Me gustaría entonces definir como ecológico a todo
discurso voyeurista (i.e. que utilice técnicas ópticas
de distanciamiento, separación y elisión del que
mira -y, como contrapartida, de paisajización, estetización
y conservación de lo mirado-) sobre lo otro. La distancia
o la lejanía del discurso ecológico no es necesariamente
(aunque casi siempre lo es) geográfica: la historia, el
pasado, "de mitos y memorias", resulta la forma misma
de un espacio lejano, cerrado, concluído: un lugar en
el que no me es posible participar y al que sólo me resta
contemplar (el modelo mismo de este lugar es el libro).
Vinculado a esto, otra idea que se manejaba en los
artículos a los que remití al comienzo era la de
una especie de redención a través del retro -otra
técnica típicamente ecológica. Retro es
un procedimiento bastante hábil y complejo que combina
la participación y la contemplación.
Más específicamente, es una técnica que
habilita la participación y la interacción (digamos,
una fiesta:
un sujeto ensamblado en un ambiente tridimensonal),
pero neutralizándolas, "inofensivizándolas"
como un juego estetizado (un espectáculo), en el cual
los compromisos, las implicancias, el disfrute, los terrores,
la proximidad, pueden fingirse o actuarse como un simulacro,
un casco de realidad virtual, un mundo ficcional.
Ejemplos: Montevideo juega a hacerse veraniega, como lo fue antes;
las formas cultas de la música popular uruguaya juegan
a disfrutar de boleros y tangos, de los registros considerados
excesivos, cursis y poco cultos de la sensibilidad estética.
Contrariamente (y bastante se ha hablado de esto) la televisión
ha inventado otra estética (más bien se trata de
lo contrario a una estética), radicalmente distinta a
la ecológica. Ésta descubre el placer de la proximidad,
de los pequeños espacios, de la envoltura y el compromiso.

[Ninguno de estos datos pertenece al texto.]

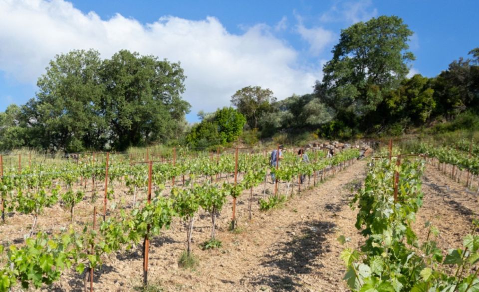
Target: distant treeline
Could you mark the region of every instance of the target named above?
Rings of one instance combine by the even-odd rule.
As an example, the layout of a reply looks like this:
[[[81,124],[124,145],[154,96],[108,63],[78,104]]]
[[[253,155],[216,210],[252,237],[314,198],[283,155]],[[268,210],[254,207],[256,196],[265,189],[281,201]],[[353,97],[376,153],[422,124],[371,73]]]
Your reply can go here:
[[[127,50],[104,60],[72,51],[50,62],[35,98],[0,113],[0,150],[209,147],[234,142],[245,128],[249,142],[279,133],[344,140],[399,135],[458,116],[466,117],[459,127],[479,125],[479,47],[435,77],[408,78],[412,34],[394,16],[355,23],[341,31],[311,93],[278,101],[268,89],[247,86],[231,97],[234,107],[201,112],[192,127],[179,63]]]

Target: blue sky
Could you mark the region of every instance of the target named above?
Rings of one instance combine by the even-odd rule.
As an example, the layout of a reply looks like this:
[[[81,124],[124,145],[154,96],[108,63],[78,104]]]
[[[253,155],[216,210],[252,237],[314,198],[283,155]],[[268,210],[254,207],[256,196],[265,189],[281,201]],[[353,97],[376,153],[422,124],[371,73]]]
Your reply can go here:
[[[190,121],[248,85],[310,93],[340,30],[396,15],[415,32],[412,73],[433,77],[479,46],[479,1],[0,0],[0,110],[34,97],[55,54],[126,48],[180,61]]]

En su momento fueron las muelas de Tinelli, o el color de sus
calzoncillos, los nombres y las caras de sus hijas, su maestra,
sus compañeros de clase, su dentista. O, también
en su momento, Nicolás Repetto, sus admiradoras y su forma
de tratarlo como a un primo churro y simpático, como a
alguien con quien creen tener un derecho legítimo para
intimar, para bromear, para tocar, para piropear y conversar
a la hora de la siesta.
Si ecológico era todo discurso voyeurista (distante) sobre
lo otro, me gustaría llamar ambiental a todo discurso
próximo de lo familiar. Allí donde la estética
ecológica cerraba e incomunicaba los hemisferios de espectador
y espectáculo,
el discurso de la proximidad suele utilizar conexiones directas,
teléfonos, móviles, exteriores, juegos y disputas
contra la tevé, agujeros en la pantalla, puertas transdimensionales
-nada puede separar al que mira de lo mirado. Estas conexiones,
aunque útiles y necesarias,
no son imprescindibles.
Lo único verdaderamente imprescindible es la observación
de una máxima: el programa no debe ser grabado, debe salir
al aire en vivo (o, por lo menos, como si fuera en vivo).
La estética ecológica pasa a la tele en una clipización,
en una estética de la producción (escenario, paisaje,
equilibrio cromático, belleza del objetivo) y sobre todo
de la edición y la posproducción (cortes, montajes,
tempo, sobreimpresos, música), mientras que el discurso
ambiental fusiona (inevitablemente: estética del vivo)
stage y backstage, escenario y trastienda, show y show-off
(cables, camarógrafos, utileros, maquilladores, errores).
Lo ecológico, desde la prohibición original de
participar (tocar), desata las formas distantes (visuales) de
la calificación adjetival (hermoso, sublime, bonito, expresivo,
enérgico, vital, mediocre, pobre, malo).
Lo ambiental, en cambio, es pathos en estado casi puro,
enganche afectivo, indiscriminación y fusión (hay
estribillos y rituales comunicativos, rutinas fáticas
carentes de significado y llenas de fuerza tribalizante).
Soy el compinche de la figura pública, el amigo del barrio,
hablo como él, tengo un humor parecido, conozco su vida
y sus detalles. Una estética expresiva y distante de museo
contra una fusión afectiva de casa de pensión.